Zum Vergleich: Beim diesjährigen Motorrad-Grand-Prix, dem Großen Motorrad-Preis von Deutschland, wurde mit insgesamt 233.196 Besuchern an drei Tagen erneut ein Zuschauerrekord registriert. Allein für den Renntag verkaufte die Sachsenring Event GmbH 96.151 Tickets.

Die Probleme der Verantwortlichen am Sachsenring gab es in der Vergangenheit auch schon in Oschersleben und Zandvoort sowie am Nürnberger Norisring, wo der organisatorische Aufwand viel größer ist und die Kosten viel höher sind als bei einer permanenten Rennstrecke.

Sachsenring ohne DTM: Lärmtage nicht ausschlaggebend

Oeser räumte zudem mit dem Gerücht auf, dass die maximale Anzahl an Lärmtagen ein Thema für die Abwesenheit der DTM gewesen sein soll. "Nein, das war nicht der Grund. Damals wie heute gab und gibt es zehn Tage, an denen wir Großveranstaltungen durchführen können. An dieser behördlichen Vorgabe ist ein möglicher DTM-Event nicht gescheitert."

Das hat sich jetzt offenbar mit der Übernahme der DTM durch den ADAC als neuen Promotor und den dort handelnden Personen geändert. Dafür spricht auch die Tatsache, dass der ADAC mit seinem GT Masters seit der Gründung der Rennserie 2007 in jedem Jahr ununterbrochen und damit inzwischen 16 Mal auf dem Sachsenring zu Gast war.

ADAC GT Masters im Jahr 2022 auf dem Sachsenring
Das ADAC GT Masters fährt seit 2023 jährlich am Sachsenring, Foto: ADAC Motorsport

DTM-Rückblick: Ludwig-Coup am Sachsenring

Das Sachsenring-Highlight war 2000 sicher die DTM-Premiere beim Comeback der Rennserie. Keiner konnte damals ahnen, welch historisches Ereignis damit verbunden war. Der dreimalige DTM-Champion Klaus Ludwig war nämlich für das Comeback der Rennserie im neuen Jahrtausend und nach einem bereits angekündigten Rücktritt als Zugpferd für die neue DTM auserkoren worden. Für Ludwig, der nach dem Gewinn der FIA-GT-Weltmeisterschaft Ende 1998 ein Jahr ausgesetzt hatte, hieß es damit Rennaction statt Ruhestand!

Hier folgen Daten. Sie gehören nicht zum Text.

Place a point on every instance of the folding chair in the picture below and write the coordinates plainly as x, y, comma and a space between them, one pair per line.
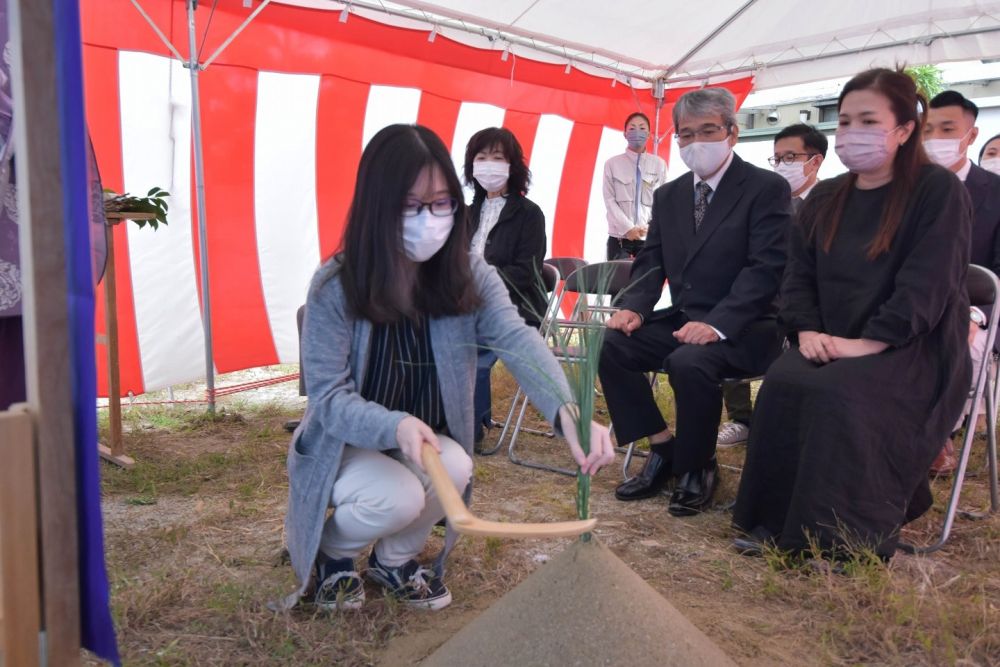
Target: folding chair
984, 290
550, 279
584, 283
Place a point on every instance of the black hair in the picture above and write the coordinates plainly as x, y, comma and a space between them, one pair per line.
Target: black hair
375, 267
635, 114
953, 98
811, 137
982, 151
520, 176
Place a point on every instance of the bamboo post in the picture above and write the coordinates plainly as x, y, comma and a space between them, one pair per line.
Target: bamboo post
114, 451
20, 587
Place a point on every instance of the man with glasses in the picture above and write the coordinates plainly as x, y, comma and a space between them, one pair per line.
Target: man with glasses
949, 132
717, 236
799, 151
629, 182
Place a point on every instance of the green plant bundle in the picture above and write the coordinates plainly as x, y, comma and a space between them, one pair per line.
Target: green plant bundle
155, 202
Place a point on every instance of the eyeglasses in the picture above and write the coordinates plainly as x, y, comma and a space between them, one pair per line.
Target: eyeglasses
438, 207
703, 133
788, 158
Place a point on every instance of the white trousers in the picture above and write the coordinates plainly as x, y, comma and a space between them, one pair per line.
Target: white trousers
385, 498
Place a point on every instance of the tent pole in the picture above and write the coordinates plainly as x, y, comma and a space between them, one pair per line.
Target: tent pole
199, 180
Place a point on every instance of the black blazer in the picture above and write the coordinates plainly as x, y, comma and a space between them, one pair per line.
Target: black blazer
727, 275
516, 247
984, 190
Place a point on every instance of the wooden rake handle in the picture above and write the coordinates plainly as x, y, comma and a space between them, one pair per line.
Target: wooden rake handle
467, 523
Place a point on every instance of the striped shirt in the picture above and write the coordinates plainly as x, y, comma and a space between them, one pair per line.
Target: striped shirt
401, 374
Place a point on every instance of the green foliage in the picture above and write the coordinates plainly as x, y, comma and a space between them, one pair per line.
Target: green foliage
155, 202
928, 79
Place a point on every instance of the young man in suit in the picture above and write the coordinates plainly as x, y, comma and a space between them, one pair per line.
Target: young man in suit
949, 132
799, 151
717, 236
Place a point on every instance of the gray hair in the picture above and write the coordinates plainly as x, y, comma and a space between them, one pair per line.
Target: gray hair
705, 102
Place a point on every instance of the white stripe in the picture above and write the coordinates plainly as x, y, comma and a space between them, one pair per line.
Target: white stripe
595, 240
285, 214
388, 105
156, 150
547, 157
472, 117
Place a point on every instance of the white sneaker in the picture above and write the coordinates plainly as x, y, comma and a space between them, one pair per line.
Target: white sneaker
733, 433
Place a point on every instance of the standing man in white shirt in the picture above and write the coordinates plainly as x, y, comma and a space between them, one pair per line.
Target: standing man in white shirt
629, 182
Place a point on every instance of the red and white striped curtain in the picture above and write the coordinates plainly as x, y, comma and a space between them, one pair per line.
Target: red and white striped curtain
286, 112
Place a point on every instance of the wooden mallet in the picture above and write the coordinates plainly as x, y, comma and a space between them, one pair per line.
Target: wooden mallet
467, 523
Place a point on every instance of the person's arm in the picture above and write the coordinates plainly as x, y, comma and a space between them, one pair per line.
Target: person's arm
524, 270
935, 266
327, 337
756, 285
619, 224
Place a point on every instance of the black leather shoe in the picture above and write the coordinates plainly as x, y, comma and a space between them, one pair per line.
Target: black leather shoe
694, 490
652, 478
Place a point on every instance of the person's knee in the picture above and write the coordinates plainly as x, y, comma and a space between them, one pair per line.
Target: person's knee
456, 462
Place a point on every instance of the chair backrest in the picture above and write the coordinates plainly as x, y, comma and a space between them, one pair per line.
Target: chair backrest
981, 284
566, 265
601, 279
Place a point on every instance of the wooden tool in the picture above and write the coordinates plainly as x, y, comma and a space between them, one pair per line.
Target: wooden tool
467, 523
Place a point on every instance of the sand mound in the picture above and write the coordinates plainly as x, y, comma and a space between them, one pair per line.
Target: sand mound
585, 607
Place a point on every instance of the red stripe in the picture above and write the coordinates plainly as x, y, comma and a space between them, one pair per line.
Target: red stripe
241, 332
524, 126
573, 201
439, 114
340, 117
104, 123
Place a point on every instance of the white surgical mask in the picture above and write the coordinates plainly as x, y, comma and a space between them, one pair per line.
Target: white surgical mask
794, 173
425, 233
491, 174
945, 152
636, 138
862, 149
705, 157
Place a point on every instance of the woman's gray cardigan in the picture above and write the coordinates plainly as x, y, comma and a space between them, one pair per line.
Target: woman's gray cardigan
335, 349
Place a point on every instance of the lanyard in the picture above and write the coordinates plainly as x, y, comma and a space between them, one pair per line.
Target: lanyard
638, 188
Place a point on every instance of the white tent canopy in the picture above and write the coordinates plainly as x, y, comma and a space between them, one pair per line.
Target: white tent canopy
781, 42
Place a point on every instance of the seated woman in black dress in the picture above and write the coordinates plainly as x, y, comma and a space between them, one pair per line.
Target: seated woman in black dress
875, 305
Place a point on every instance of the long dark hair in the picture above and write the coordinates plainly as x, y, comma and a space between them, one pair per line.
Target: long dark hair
901, 91
376, 271
520, 175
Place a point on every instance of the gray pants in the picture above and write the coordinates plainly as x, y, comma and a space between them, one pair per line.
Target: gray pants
383, 497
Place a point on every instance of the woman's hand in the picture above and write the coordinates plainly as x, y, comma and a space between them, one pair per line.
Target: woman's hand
823, 348
602, 452
411, 434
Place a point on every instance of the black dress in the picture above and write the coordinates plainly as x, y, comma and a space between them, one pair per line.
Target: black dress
840, 452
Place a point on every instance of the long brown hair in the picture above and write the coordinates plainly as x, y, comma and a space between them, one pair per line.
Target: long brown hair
380, 283
901, 91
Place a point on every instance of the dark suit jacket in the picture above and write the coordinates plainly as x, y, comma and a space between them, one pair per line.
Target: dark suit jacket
726, 275
516, 247
984, 189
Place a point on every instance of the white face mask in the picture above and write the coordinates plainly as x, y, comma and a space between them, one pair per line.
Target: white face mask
794, 173
424, 234
991, 164
490, 174
705, 157
945, 152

Die Entscheidung sei ihm leicht gemacht worden, meinte Ludwig. Er habe sich mit Mercedes-Motorsportchef Norbert Haug und Hans Werner Aufrecht, dem Vorsitzenden der Tourenwagen-Vereinigung (ITR) und AMG-Teamchef, unterhalten. Danach war für ihn klar: "Beide haben mir versichert, dass sie mich noch ein Jahr brauchen. Das hat mir gezeigt, dass ich auch die volle Unterstützung des ganzen Teams bekomme."

DTM-Podium am Sachsenring 2000: Klaus Ludwig, Peter Dumbreck und Bernd Schneider
Klaus Ludwig feierte 2000 seine letzten DTM-Siege am Sachsenring, Foto: LAT Images

"Er ist alt genug, um mein Vater zu sein"

Beim vierten DTM-Event auf dem Sachsenring schlug dann noch einmal die Stunde von "König Ludwig", als er sich in einem AMG-Mercedes-Benz CLK die Pole Position für das erste von zwei Rennen gesichert hatte. "Ich bin vier Runden gefahren und die letzte war einfach eine gute, saubere Runde", freute sich Ludwig, der ohne Emotionen und Drama "einfach nur meine Arbeit" erledigte.

Die war so gut, dass Markenkollege Peter Dumbreck mit nur 0,086 Sekunden das Nachsehen hatte. "Ich habe großen Respekt vor Klaus, aber er hat mich beim Kampf um die Pole geschlagen, also bin ich stinksauer - er ist alt genug, um mein Vater zu sein", witzelte der Brite. Die Top 15 trennten zwar weniger als eine Sekunde, aber Ludwig glaubte, dass es nicht allzu schwierig sein dürfte, die Pole auch in zwei Siege umzuwandeln - eben typisch Ludwig!

Ludwig hatte trotz einer einjährigen Rennpause sein immer noch vorhandenes Können zuvor schon auf dem Nürnberger Norisring mit einem zweiten und dritten Platz gezeigt. Deshalb glaubte er tatsächlich, sich seinem optimalen Niveau wieder annähern zu können.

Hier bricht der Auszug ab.